Volume 352, Issue 1 p. 173-188
Research Article
Free to Read

Characterization of a slow cholinergic post-synaptic potential recorded in vitro from rat hippocampal pyramidal cells.

First published: 01 July 1984
Citations: 279


Intracellular recording from CA1 pyramidal cells in the hippocampal slice preparation was used to compare the action of exogenously applied acetylcholine (ACh) and cholinomimetics to the effect of electrically stimulating sites in the slice known to contain cholinergic fibres. ACh depolarized pyramidal cells with an associated increase in input resistance, blocked a calcium-activated potassium conductance (GK(Ca], and blocked accommodation of action potential discharge. All of these actions were blocked by the muscarinic antagonist, atropine. Repetitive electrical stimulation of stratum (s.) oriens evoked a series of fast excitatory post-synaptic potentials (e.p.s.p.s) followed by an inhibitory post-synaptic potential. These potentials were followed by a slow e.p.s.p. that lasted 20-30 s. The slow e.p.s.p. was selectively enhanced by eserine and blocked by atropine.
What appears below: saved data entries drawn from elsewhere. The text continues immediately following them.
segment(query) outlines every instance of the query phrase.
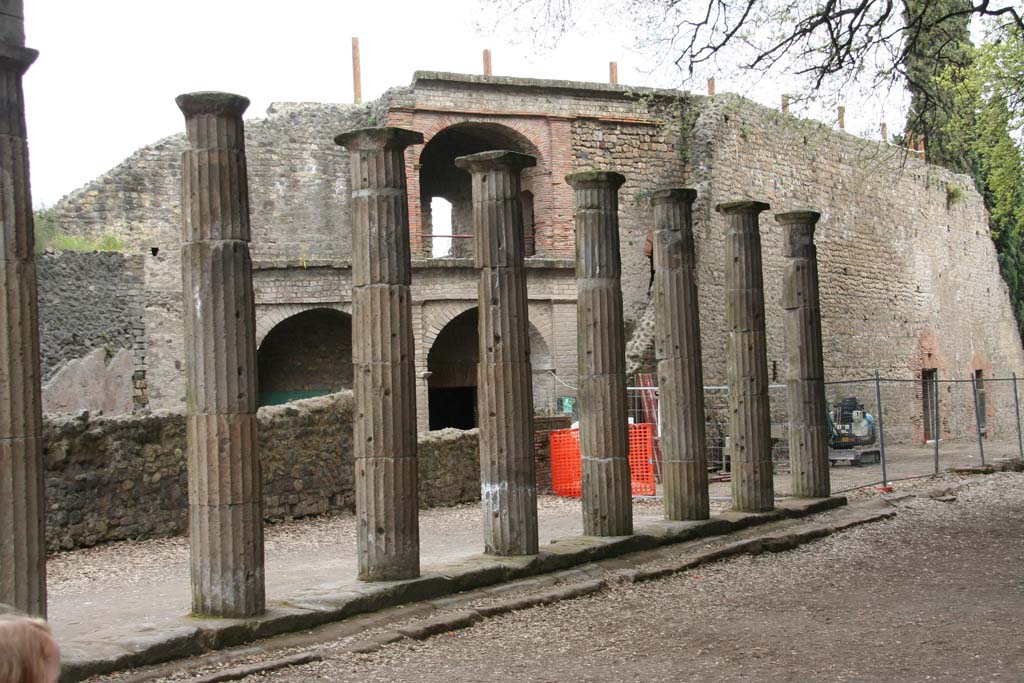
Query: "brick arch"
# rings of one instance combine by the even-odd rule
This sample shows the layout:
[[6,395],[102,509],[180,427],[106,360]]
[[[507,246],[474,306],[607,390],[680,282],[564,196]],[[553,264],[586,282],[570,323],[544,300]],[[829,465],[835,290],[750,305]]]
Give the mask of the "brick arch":
[[930,327],[926,327],[917,335],[917,358],[912,370],[947,370],[946,359],[942,355],[939,335]]
[[981,370],[986,378],[993,377],[992,361],[984,351],[975,351],[974,355],[971,356],[971,367],[968,369],[968,379],[970,378],[970,375],[974,374],[977,370]]
[[[467,124],[501,127],[514,137],[525,142],[530,147],[530,153],[537,157],[535,170],[528,171],[533,173],[538,179],[533,192],[535,249],[537,254],[545,254],[550,250],[551,245],[554,243],[553,231],[555,230],[554,194],[550,178],[543,181],[539,180],[542,177],[550,177],[553,169],[556,167],[555,160],[551,158],[553,152],[549,119],[546,117],[418,111],[408,116],[408,118],[404,116],[389,116],[389,123],[404,125],[423,133],[423,144],[413,145],[405,151],[406,194],[409,202],[409,243],[414,258],[422,253],[425,244],[425,241],[422,239],[424,210],[421,206],[420,157],[426,146],[439,133],[452,127]],[[569,194],[568,186],[560,187],[560,191],[565,195],[565,197],[559,198],[560,204],[568,201],[571,205],[571,194]],[[426,243],[429,244],[429,241],[426,241]]]
[[316,304],[275,304],[256,307],[256,347],[259,348],[270,331],[294,315],[305,311],[312,311],[317,308],[326,308],[334,311],[348,313],[346,306],[342,303],[316,303]]
[[[418,118],[418,117],[417,117]],[[412,162],[418,166],[420,155],[423,153],[424,148],[434,137],[448,128],[455,126],[461,126],[466,124],[484,124],[489,126],[498,126],[510,130],[516,133],[518,137],[526,141],[530,147],[530,154],[537,157],[537,166],[540,169],[544,168],[545,157],[544,149],[547,145],[546,136],[544,135],[544,126],[538,120],[528,119],[524,120],[521,118],[514,118],[511,116],[500,116],[500,115],[481,115],[481,114],[443,114],[443,115],[432,115],[427,119],[427,125],[422,128],[417,128],[419,132],[423,133],[423,144],[410,147],[409,151],[412,154]],[[418,169],[417,169],[418,170]]]
[[423,352],[416,355],[416,365],[427,367],[427,356],[434,342],[448,323],[471,308],[476,308],[476,301],[448,301],[441,306],[431,306],[424,312],[422,348]]
[[[530,314],[530,328],[537,333],[541,341],[544,342],[544,346],[547,347],[548,359],[554,364],[555,359],[555,345],[554,345],[554,330],[551,322],[550,315],[541,315],[541,313],[548,313],[547,311],[539,310],[539,307],[530,307],[528,309]],[[531,359],[533,357],[533,349],[530,350]]]

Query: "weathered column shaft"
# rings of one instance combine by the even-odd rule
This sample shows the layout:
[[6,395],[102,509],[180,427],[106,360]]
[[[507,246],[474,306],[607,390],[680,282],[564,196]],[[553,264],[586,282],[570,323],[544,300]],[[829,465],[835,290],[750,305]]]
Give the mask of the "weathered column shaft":
[[423,136],[363,128],[335,139],[352,177],[356,542],[363,581],[420,573],[416,381],[405,149]]
[[[0,16],[0,603],[46,616],[39,313],[20,3]],[[15,16],[16,15],[16,16]]]
[[473,176],[474,257],[480,271],[480,498],[484,547],[495,555],[537,552],[533,373],[519,198],[519,174],[536,164],[536,157],[508,151],[455,160]]
[[583,533],[625,536],[633,533],[619,257],[619,187],[625,178],[584,171],[566,182],[576,194]]
[[825,498],[831,493],[825,360],[818,300],[818,250],[815,211],[780,213],[782,322],[786,346],[786,397],[789,403],[789,462],[793,495]]
[[181,270],[188,409],[192,611],[246,617],[265,607],[263,497],[256,439],[256,309],[239,95],[181,95]]
[[654,352],[664,459],[665,517],[707,519],[704,366],[697,302],[691,189],[654,193]]
[[758,214],[763,202],[719,204],[726,214],[726,353],[732,437],[733,509],[767,512],[775,506],[771,414],[764,324],[764,279]]

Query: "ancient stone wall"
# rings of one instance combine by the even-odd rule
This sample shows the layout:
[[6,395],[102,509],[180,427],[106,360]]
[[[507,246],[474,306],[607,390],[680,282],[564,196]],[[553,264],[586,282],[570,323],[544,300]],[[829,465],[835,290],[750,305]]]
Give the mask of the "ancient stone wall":
[[[351,249],[348,157],[334,136],[369,125],[370,106],[276,103],[267,118],[246,122],[252,256],[259,269],[282,260],[295,268],[347,259]],[[183,124],[184,125],[184,124]],[[112,233],[144,258],[145,363],[149,404],[184,403],[181,339],[181,152],[183,134],[139,149],[55,207],[61,230]],[[255,277],[260,303],[259,275]],[[301,290],[337,301],[337,278]],[[272,285],[268,298],[274,298]]]
[[420,434],[420,507],[480,500],[480,430],[440,429]]
[[93,349],[131,349],[141,322],[141,258],[47,251],[36,258],[43,377]]
[[143,257],[48,251],[36,264],[44,410],[145,405]]
[[[429,139],[452,126],[504,131],[540,155],[531,179],[538,256],[528,263],[534,338],[546,343],[535,404],[555,411],[573,395],[576,365],[572,193],[567,173],[623,173],[620,243],[630,369],[653,370],[653,311],[643,243],[651,191],[698,190],[694,206],[705,380],[724,381],[722,219],[716,203],[768,201],[762,216],[769,374],[781,382],[781,232],[773,214],[809,207],[818,229],[827,379],[1024,375],[1020,340],[998,273],[980,197],[970,180],[904,159],[900,150],[801,121],[742,98],[708,99],[624,86],[419,72],[411,87],[367,107],[273,105],[247,123],[258,335],[288,315],[349,306],[347,160],[331,137],[368,123]],[[154,407],[184,395],[177,260],[180,136],[139,150],[58,206],[71,231],[115,232],[144,253],[147,379]],[[419,213],[410,148],[410,220]],[[954,192],[961,188],[963,192]],[[955,200],[950,199],[954,197]],[[76,227],[77,226],[77,227]],[[414,239],[418,239],[414,228]],[[414,247],[416,245],[413,245]],[[157,255],[149,251],[158,247]],[[144,250],[144,251],[143,251]],[[415,249],[414,249],[415,253]],[[427,353],[444,325],[474,305],[462,259],[414,266],[418,408],[426,425]],[[538,344],[538,347],[540,345]],[[535,359],[536,360],[536,359]],[[562,384],[564,382],[565,384]],[[538,387],[540,387],[538,393]],[[919,398],[919,397],[918,397]]]
[[771,204],[761,222],[769,368],[771,361],[781,368],[783,359],[782,231],[773,214],[810,207],[822,214],[815,236],[828,379],[867,377],[875,369],[913,378],[924,335],[934,335],[946,378],[965,378],[979,354],[994,376],[1024,370],[985,209],[970,178],[737,97],[716,101],[700,125],[715,141],[699,164],[704,177],[694,174],[695,184],[707,188],[697,230],[709,381],[724,376],[725,310],[724,222],[708,198]]
[[[477,439],[421,436],[422,506],[479,499]],[[186,530],[183,414],[51,415],[44,440],[51,550]],[[259,447],[267,520],[354,508],[351,392],[261,408]]]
Ionophoretic application of ACh closely mimicked the time course of the slow e.p.s.p. The slow e.p.s.p. was blocked by tetrodotoxin and cadmium, indicating that it was dependent on propagated action potentials and on calcium. Considerably higher stimulus strengths were needed to elicit a slow e.p.s.p. than to elicit the earlier synaptic potentials. The size of the slow e.p.s.p. was markedly increased by repetitive stimulation. Stimulation of the alveus, s. oriens, s. pyramidale and fimbria all evoked a slow e.p.s.p., while stimulation of s. radiatum was relatively ineffective. The input resistance of the cell increased during the slow e.p.s.p. Hyperpolarizing the cell decreased the size of the slow e.p.s.p. and at membrane potentials of -70 mV or greater, little response was recorded. Stimulation of s. oriens blocked GK(Ca) and accommodation of action potential discharge. These effects, which could be seen in the absence of any change in membrane potential, were enhanced by eserine and blocked by atropine. The present electrophysiological results establish that CA1 pyramidal cells receive a cholinergic input and demonstrate that this input can dramatically alter the firing properties of these neurones for tens of seconds in the absence of any marked effect on membrane potential. Such an action contrasts with previously characterized synaptic potentials in this region of the brain.